Molecular Monday: Carbon vs. Silicon

I recently completed a certain long anticipated manuscript, and I’m currently in the process of rewriting and revising it. Editing this thing has me thinking about a certain line from Macbeth, which I’ll paraphrase as: I have walked so deep into blood that, should I go no farther, returning will be as tedious as continuing onward.

That’s morbid, I know.  What do you expect?  It’s Shakespeare!  But simply replace the word blood with red ink, and I think you’ll understand how the editing is going for me.

Anyway, I’ve waded so far into that “red ink” that I haven’t had much time for research; so for today’s episode of Molecular Monday I thought we’d take a look back at one of my older posts.  A very old post, from all the way back in 2011, long before I really knew what I was talking about with regard to organic chemistry.

And yet despite my ignorance and inexperience, I think I still got the general idea right with this one.  Also, this post includes one of my very first attempts at science illustration, so I hope you’ll enjoy that!

CARBON vs. SILICON

It’s often suggested that the aliens from the Aliens movies, sometimes referred to as xenomorphs, are silicon based rather than carbon based like us.  There are a lot of silicon based aliens in science fiction, but no one knows if such a thing is really possible.

Carbon and silicon have one thing in common: they both have four bonding sites, meaning they can bond with up to four other atoms when making a molecule.  Other than that, they’re completely different.  Silicon is a metalloid; carbon is a nonmetal.  Carbon is much lighter and more flexible, and it’s ten times more abundant in the universe.

If the idea of silicon based life is simply to replace carbon atoms with silicon, it wouldn’t work.  Take breathing for example.  We breath oxygen in, and exhale carbon dioxide.  When a silicon based alien breaths in oxygen, it will have a hard time exhaling silicon dioxide; silicon dioxide is better known as quartz crystal.

I don’t remember any xenomorphs hacking up quartz crystals in the movies, but maybe they use silicon for something else.  Carbon has to be part of their biochemistry anyway, or they wouldn’t be able to grow inside human hosts.
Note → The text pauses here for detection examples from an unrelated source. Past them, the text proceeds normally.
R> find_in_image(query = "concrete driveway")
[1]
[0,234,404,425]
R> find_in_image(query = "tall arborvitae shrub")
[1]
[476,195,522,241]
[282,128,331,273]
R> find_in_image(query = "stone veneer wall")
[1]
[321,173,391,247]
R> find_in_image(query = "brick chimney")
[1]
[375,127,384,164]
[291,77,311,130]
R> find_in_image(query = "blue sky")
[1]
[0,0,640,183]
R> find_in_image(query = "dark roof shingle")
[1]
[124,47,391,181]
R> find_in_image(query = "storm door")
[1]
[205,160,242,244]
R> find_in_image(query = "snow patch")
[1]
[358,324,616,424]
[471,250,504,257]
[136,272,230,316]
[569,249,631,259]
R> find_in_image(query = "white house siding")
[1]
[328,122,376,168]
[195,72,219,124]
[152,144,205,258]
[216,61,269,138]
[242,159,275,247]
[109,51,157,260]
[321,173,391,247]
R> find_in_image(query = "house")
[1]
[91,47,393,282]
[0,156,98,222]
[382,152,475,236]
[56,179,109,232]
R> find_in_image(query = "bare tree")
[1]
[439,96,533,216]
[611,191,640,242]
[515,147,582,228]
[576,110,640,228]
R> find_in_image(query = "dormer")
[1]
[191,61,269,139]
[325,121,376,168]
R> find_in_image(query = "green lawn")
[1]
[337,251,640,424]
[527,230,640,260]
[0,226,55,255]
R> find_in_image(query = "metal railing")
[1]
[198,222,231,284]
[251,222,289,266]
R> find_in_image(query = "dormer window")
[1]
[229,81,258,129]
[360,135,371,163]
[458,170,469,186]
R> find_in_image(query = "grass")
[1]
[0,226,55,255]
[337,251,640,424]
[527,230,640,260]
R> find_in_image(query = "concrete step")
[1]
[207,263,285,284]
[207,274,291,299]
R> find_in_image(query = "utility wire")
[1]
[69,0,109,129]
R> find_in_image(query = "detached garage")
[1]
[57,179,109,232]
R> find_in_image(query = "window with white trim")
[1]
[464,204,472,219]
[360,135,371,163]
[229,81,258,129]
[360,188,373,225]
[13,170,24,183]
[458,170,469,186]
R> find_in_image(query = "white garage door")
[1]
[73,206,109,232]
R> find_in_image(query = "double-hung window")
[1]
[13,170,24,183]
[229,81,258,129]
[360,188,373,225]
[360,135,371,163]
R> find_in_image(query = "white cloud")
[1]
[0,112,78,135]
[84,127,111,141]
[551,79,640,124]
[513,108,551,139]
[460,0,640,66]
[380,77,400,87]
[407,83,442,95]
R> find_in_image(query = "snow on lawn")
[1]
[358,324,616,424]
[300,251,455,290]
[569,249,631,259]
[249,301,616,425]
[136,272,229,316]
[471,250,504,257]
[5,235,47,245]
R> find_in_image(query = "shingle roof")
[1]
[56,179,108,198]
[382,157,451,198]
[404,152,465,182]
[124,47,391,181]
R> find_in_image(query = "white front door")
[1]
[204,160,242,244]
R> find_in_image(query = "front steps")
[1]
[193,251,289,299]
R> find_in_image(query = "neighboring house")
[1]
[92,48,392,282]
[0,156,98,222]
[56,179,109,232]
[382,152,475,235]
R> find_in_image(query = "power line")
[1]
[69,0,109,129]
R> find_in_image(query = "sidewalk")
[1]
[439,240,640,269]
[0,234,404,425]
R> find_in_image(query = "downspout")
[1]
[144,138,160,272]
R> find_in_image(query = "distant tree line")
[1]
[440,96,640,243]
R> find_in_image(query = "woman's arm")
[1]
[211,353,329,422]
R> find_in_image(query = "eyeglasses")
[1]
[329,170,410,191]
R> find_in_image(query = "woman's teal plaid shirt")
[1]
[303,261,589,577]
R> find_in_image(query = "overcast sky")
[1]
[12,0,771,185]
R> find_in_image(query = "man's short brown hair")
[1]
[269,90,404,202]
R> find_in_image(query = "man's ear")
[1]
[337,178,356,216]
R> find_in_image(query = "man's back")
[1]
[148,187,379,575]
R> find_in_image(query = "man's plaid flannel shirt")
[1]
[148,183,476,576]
Humans are not only carbon based.  We also depend on oxygen, nitrogen, hydrogen, phosphorus, and sulfur.  Not only that, but we need traces of iron, sodium, potassium, etc as well.  So maybe the xenomorphs can be carbon based and silicon based at the same time.

4 Responses to Molecular Monday: Carbon vs. Silicon

  1. Fascinating! I love reading your posts!

    Liked by 2 people

  2. Scott Levine says:

    Wow. This is a great post. I didn’t see it the first time around, so thsks for reposting it. It’s a handy tool, reposting is. Good luck with the editing and I hope wherever the manuscript takes you is amazing.